Croatia’s Ruling Left-Wing Coalition Tied with Conservative Opposition in General Election – Exit PollSoutheast Europe | November 8, 2015, Sunday // 22:34| views
The Croatian Parliament building in Zagreb. Photo source: wikipedia.org
Croatia’s ruling center-left coalition led by the Social Democratic Party (SDP) has come neck-and-neck with analliance led by conservative Croatian Democratic Union (HDZ) after polls closed in Sunday’s parliamentary elections, Hina news agency reported.
According to an exit poll conducted for the HRT state broadcaster, the coalitions led by SDP and HDZ have each won 56 seats, short of outright majority, meaning whoever wins most votes will have to rely on support from several small parties that are expected to enter the 151-seat legislature.
The exit poll also suggests an alliance of independents known as Most (‘bridge’ in Croatain) will win 18 seats which makes it a likely holder of the balance of power. Most, however, had suggested before the vote it would not join forces with either of the main coalitions in the new parliament.
Croatia’s first parliamentary election since the country joined the EU in 2013 has been overshadowed by the migrant crisis in Europe.
More than 300,000 refugees and migrants from the Middle East, Asia and Africa have crossed the country of 4.2 million since the middle of September en route to wealthier countries of northern and western Europe.

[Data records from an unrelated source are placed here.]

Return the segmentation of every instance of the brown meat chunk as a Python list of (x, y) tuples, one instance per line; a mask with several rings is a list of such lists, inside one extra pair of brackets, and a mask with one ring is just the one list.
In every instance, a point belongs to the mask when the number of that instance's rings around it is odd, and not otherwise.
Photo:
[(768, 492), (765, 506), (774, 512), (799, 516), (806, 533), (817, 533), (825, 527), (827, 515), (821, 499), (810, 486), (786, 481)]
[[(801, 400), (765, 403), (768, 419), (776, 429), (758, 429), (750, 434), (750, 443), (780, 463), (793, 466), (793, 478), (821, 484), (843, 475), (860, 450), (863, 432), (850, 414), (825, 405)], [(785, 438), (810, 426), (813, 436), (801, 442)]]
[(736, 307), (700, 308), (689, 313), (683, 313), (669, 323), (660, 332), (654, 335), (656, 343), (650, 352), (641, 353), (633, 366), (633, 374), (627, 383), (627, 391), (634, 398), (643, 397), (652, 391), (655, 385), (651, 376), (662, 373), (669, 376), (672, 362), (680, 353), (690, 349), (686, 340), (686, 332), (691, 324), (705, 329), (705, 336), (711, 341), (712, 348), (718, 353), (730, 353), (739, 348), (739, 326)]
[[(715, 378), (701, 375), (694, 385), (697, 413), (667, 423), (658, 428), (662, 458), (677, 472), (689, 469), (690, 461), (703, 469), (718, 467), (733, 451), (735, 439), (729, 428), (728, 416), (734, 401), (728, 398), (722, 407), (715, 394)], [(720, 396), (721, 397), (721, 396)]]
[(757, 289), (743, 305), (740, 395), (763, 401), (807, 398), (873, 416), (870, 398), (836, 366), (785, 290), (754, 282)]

If conservatives return to power and implement tough restrictions against the migrant influx, the flow of tens of thousands of refugees crossing the Balkans could be disrupted, AP noted in its news coverage of the election results.
A soft stand on migrants and signs of economic recovery have helped Prime Minister Zoran Milanovic and SDP win support among many Croats who themselves remember the woes of displacement and war during the break-up of the former Yugoslav Federation in the 1990s.

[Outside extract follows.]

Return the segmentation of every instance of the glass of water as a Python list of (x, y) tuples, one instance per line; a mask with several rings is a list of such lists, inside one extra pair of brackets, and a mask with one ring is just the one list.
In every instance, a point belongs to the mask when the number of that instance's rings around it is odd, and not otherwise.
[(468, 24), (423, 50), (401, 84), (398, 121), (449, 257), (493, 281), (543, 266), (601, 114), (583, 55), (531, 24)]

HDZ, which had steered Croatia to independence from Yugoslavia, accuses the SDP-led coalition of being too compassionate on migrants, who have been arriving at a rate of 5,000 per day from Serbia.
The Croatian Interior Ministry has said that there are around 30,000 migrants who would start coming to the Croatian border from Greece via Serbia on Sunday night after Greek sailors ended their strike.
Greek ferries have resumed shuttles between Creece’s mainland and the country’s Aegean islands where migrants and refugees, most of them from war-torn Syria, arrive by boat from Turkey.